Over the last three years, I have been teaching two courses at Leipzig University in alternating fashion. The first one, Toolbox CSS, deals with things related to using digital trace data and covers web scraping and basic text analysis. The second one, Text Mining for Social Scientists, is focused on the use of text data for sociologists. Moreover, I have taught an intro to R which covers basic data wrangling and visualization, and an introduction to web scraping as part of the Workshops for Ukraine series. All courses obey tidy principles and feature a bookdown. Some of the bookdowns even feature videos that walk you through the materials. Slides are available upon requests.

Currently I am preparing an updated and more extensive version of the Toolbox CSS course. Extensive means that the web scraping part will go beyond the current material and feature the acquisition of data from dynamic websites using Selenium. The Text Mining section will also cover newer developments in NLP (i.e., Large Language Models) and what they bring to the Social Sciences. Moreover, I will include sections on the analysis of spatial data and simulation of human behavior using agent-based models.

Toolbox CSS

Description: Recently, a “computational turn” has taken hold of the social sciences. Digital data and novel methods originating from the computer sciences offer important opportunities for sociology. The course starts with teaching practical skills to collect digital trace data online (web scraping, API “harvesting”). As the lion’s share of this material is in textual format, the students will subsequently learn to evaluate large text archives in an automated way through machine learning techniques. The programming of these tools is performed in R, for which basic knowledge is required. Students have to write an empirical paper that answers a sociologically relevant research question using at least one of the methods learned and give extensive feedback to others’ projects in class.

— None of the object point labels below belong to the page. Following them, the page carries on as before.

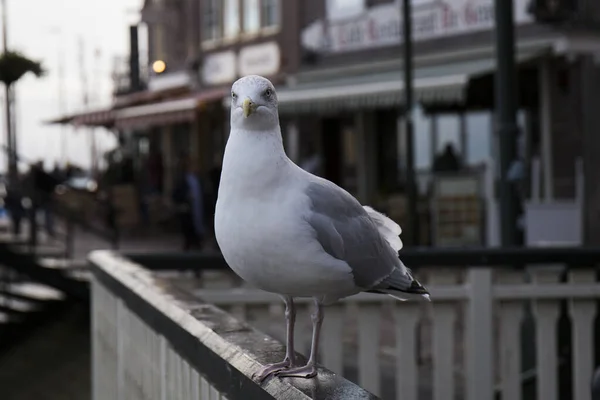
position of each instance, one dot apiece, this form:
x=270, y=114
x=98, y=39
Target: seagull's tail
x=400, y=284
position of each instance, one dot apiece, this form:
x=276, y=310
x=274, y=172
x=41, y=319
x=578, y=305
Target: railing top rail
x=572, y=257
x=222, y=349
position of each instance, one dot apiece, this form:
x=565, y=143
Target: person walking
x=188, y=199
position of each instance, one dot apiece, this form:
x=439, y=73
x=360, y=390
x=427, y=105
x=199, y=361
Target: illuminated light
x=159, y=66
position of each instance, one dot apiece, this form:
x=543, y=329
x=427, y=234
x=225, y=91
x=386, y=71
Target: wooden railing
x=153, y=341
x=521, y=325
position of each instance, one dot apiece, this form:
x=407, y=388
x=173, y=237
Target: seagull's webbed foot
x=270, y=369
x=307, y=371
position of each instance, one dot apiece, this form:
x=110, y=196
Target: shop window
x=269, y=13
x=251, y=15
x=344, y=9
x=231, y=18
x=479, y=129
x=212, y=20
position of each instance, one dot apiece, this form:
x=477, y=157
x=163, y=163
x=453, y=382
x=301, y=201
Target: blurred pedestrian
x=44, y=185
x=14, y=204
x=447, y=161
x=189, y=205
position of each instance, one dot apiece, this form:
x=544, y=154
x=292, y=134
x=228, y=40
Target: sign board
x=381, y=25
x=169, y=80
x=457, y=211
x=260, y=59
x=219, y=68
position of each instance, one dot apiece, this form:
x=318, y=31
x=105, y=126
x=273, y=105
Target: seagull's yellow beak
x=249, y=107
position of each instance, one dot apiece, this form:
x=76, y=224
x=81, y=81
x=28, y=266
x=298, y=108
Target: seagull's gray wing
x=346, y=232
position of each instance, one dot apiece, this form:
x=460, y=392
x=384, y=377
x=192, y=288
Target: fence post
x=33, y=228
x=70, y=239
x=596, y=385
x=480, y=357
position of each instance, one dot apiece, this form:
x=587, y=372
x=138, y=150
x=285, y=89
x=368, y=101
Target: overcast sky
x=32, y=29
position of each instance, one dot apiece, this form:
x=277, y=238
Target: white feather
x=389, y=229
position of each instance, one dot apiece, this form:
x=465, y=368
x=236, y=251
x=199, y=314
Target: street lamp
x=61, y=91
x=506, y=112
x=411, y=187
x=159, y=66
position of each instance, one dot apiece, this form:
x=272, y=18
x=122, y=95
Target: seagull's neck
x=253, y=162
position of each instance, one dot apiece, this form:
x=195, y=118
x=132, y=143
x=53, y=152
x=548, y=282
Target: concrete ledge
x=225, y=351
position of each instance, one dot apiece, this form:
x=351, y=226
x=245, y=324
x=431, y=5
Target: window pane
x=269, y=13
x=212, y=25
x=232, y=18
x=251, y=15
x=478, y=137
x=343, y=9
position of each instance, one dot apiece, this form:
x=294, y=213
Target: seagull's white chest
x=260, y=224
x=254, y=237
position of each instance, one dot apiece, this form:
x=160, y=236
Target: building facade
x=337, y=66
x=346, y=101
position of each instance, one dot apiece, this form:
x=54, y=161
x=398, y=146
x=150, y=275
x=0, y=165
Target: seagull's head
x=254, y=104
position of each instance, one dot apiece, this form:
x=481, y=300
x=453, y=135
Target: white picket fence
x=471, y=332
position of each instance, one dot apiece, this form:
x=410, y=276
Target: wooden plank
x=583, y=313
x=511, y=316
x=406, y=319
x=331, y=347
x=369, y=326
x=480, y=357
x=444, y=318
x=546, y=316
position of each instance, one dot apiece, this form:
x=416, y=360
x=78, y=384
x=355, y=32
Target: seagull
x=289, y=232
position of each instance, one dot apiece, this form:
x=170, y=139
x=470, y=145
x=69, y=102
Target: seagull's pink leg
x=309, y=370
x=290, y=355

The bookdown script can be found here.

Text Mining for Social Scientists

Description: In the digital age, plenty of digital traces is readily available for social scientific inquiry. A large share of these traces is textual data. Due to their sheer size, a qualitative research strategy is often-times not suitable. Social scientists can, however, use automated, quantitative methods to derive information from text data to answer social-scientific questions. This course will introduce students to text mining methods in a theoretical and practical manner. Students will learn about the underpinnings and social scientific applications of quantitative text analysis and how to perform them in R. Hence, students should have a basic understanding of R. For examination, students will use the methods in empirical projects that deal with a social-scientific question from the realm of political sociology. En detail, students will form groups that try to replicate existing findings using new, textual data. The course will be split into thematic blocks, dealing with the logic of using text for social-scientific inquiry, text preprocessing, analysis, and the presentation of preliminary results.

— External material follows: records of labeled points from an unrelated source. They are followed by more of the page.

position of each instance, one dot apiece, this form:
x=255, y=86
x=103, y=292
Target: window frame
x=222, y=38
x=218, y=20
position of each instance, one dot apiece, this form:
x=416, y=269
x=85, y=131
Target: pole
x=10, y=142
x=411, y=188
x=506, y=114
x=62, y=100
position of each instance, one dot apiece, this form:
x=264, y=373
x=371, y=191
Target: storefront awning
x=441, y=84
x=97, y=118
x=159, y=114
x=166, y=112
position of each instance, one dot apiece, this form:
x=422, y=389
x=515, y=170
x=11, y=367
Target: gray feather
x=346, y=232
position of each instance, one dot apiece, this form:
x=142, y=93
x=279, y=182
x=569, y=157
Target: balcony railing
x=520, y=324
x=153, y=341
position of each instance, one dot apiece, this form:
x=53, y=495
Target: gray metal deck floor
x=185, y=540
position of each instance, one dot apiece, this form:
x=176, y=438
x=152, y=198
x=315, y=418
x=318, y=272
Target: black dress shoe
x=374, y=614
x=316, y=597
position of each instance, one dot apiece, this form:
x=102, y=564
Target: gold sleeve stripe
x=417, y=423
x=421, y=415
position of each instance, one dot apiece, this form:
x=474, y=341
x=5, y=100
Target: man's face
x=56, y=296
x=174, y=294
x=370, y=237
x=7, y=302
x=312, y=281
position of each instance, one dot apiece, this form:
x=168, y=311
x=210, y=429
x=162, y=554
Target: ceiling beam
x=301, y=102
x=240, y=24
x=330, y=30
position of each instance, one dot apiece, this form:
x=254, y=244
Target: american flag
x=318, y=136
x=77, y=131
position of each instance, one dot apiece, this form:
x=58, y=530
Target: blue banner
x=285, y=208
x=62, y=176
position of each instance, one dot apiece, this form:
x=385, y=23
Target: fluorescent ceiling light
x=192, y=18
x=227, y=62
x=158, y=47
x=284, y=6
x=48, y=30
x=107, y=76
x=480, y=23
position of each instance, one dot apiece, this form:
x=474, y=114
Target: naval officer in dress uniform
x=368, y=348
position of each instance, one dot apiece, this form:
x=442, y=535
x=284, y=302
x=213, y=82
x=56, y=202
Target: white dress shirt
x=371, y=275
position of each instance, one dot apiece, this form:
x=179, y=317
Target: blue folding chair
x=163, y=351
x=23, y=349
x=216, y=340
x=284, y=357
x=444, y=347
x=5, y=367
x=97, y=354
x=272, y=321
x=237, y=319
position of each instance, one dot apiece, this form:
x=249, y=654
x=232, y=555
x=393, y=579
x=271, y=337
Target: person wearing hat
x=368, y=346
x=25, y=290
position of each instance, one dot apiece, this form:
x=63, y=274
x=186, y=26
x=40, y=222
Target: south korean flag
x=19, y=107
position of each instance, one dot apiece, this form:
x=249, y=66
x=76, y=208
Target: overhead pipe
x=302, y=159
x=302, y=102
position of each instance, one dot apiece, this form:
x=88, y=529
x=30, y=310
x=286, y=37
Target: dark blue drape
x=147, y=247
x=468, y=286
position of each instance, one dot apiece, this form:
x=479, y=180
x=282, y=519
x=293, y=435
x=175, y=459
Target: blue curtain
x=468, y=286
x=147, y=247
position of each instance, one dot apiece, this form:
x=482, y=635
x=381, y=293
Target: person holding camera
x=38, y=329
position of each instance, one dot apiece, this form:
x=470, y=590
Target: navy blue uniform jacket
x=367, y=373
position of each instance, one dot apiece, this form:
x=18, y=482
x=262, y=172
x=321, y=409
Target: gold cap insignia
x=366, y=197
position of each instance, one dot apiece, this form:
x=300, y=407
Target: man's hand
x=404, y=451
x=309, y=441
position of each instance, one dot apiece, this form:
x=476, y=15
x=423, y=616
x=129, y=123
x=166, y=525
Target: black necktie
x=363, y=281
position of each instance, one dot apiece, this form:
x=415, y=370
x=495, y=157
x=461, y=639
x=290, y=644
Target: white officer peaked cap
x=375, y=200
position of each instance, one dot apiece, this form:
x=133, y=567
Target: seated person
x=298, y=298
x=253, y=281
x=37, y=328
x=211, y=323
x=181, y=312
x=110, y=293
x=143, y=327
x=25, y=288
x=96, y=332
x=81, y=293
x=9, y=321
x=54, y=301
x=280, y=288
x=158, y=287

The bookdown script can be found here.

Data cleaning for social scientists

Description: This workshop teaches efficient data handling techniques using R and tidyverse packages. Designed for social science researchers, the course covers data inspection, cleaning, transformation, and visualization. With a focus on practical applications and a broad range of tools, it aims to enhance participants’ skills for more robust and reproducible research. The fast-paced, two-day program provides hands-on experience with essential R packages, supported by open-access materials for continued learning.

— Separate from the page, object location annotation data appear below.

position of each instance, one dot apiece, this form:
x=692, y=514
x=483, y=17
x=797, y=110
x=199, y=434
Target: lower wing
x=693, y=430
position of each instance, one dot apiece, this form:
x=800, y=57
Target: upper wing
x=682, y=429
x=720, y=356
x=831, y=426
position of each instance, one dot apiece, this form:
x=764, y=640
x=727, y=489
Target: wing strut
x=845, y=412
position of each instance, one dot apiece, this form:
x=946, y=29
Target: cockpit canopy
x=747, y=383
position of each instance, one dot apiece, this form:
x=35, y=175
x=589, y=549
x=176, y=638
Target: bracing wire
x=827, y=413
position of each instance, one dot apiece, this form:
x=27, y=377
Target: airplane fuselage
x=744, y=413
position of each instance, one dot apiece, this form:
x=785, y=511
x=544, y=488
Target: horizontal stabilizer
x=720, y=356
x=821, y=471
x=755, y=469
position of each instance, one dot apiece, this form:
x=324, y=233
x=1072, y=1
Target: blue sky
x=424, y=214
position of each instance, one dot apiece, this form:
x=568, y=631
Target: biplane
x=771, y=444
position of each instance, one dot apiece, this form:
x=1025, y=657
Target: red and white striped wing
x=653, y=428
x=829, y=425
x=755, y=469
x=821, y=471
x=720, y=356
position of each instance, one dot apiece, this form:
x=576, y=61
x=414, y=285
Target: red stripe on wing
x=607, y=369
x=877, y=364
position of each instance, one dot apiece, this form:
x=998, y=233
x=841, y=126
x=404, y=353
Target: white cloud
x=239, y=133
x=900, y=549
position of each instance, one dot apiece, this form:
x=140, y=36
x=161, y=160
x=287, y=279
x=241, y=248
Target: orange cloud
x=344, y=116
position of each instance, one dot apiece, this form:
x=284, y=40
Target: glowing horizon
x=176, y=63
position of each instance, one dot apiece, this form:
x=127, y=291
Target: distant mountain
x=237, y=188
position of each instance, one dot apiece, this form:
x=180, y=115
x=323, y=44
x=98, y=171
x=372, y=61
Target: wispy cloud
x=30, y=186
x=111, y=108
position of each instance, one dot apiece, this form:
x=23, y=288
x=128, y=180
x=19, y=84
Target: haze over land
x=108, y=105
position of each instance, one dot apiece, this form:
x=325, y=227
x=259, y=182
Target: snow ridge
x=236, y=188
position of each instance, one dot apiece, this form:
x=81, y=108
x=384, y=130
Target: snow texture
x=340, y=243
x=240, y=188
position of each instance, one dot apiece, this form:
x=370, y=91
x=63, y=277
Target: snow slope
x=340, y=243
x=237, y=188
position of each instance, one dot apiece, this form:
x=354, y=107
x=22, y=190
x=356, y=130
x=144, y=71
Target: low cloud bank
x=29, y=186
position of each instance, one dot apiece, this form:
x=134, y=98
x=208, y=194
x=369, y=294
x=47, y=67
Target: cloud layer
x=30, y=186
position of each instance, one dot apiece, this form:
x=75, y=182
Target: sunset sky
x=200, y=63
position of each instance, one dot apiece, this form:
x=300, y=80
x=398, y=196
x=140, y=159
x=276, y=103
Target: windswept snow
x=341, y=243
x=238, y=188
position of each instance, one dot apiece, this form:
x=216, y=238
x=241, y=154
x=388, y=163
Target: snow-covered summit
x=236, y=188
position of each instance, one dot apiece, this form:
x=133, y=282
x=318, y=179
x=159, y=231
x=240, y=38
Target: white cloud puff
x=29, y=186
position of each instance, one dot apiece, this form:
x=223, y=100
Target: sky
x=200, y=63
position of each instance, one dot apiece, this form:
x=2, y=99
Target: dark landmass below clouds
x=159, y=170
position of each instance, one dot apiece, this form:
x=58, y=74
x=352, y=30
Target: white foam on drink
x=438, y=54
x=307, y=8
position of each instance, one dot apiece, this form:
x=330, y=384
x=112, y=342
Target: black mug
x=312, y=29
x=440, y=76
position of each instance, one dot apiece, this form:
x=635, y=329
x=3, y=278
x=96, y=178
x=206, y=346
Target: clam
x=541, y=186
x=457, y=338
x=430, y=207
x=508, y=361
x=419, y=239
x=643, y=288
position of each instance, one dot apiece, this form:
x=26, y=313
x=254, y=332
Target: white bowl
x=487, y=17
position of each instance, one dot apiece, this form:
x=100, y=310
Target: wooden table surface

The bookdown script can be found here.

Workshops for Ukraine: Web Scraping

Description: Digital trace data are an integral element of CSS (cool social scientific) research. This course will show you how this is done on an intermediate level. This implies that we will not cover the fundamentals of selecting and downloading things from static web pages on the one hand, but also not go as far as firing up RSelenium to scrape dynamic web pages on the other. We will start with a brief revision of CSS selectors, then we move on to rvest to simulate a browser session, fill forms, and click buttons. In the second half of the session, APIs and how to make requests to them will be covered. Tangible examples for API queries will be shown. In the end, exemplary workflows will be introduced to provide a scaffolding for students’ future research projects.

The course materials can be found on the Workshops for Ukraine website.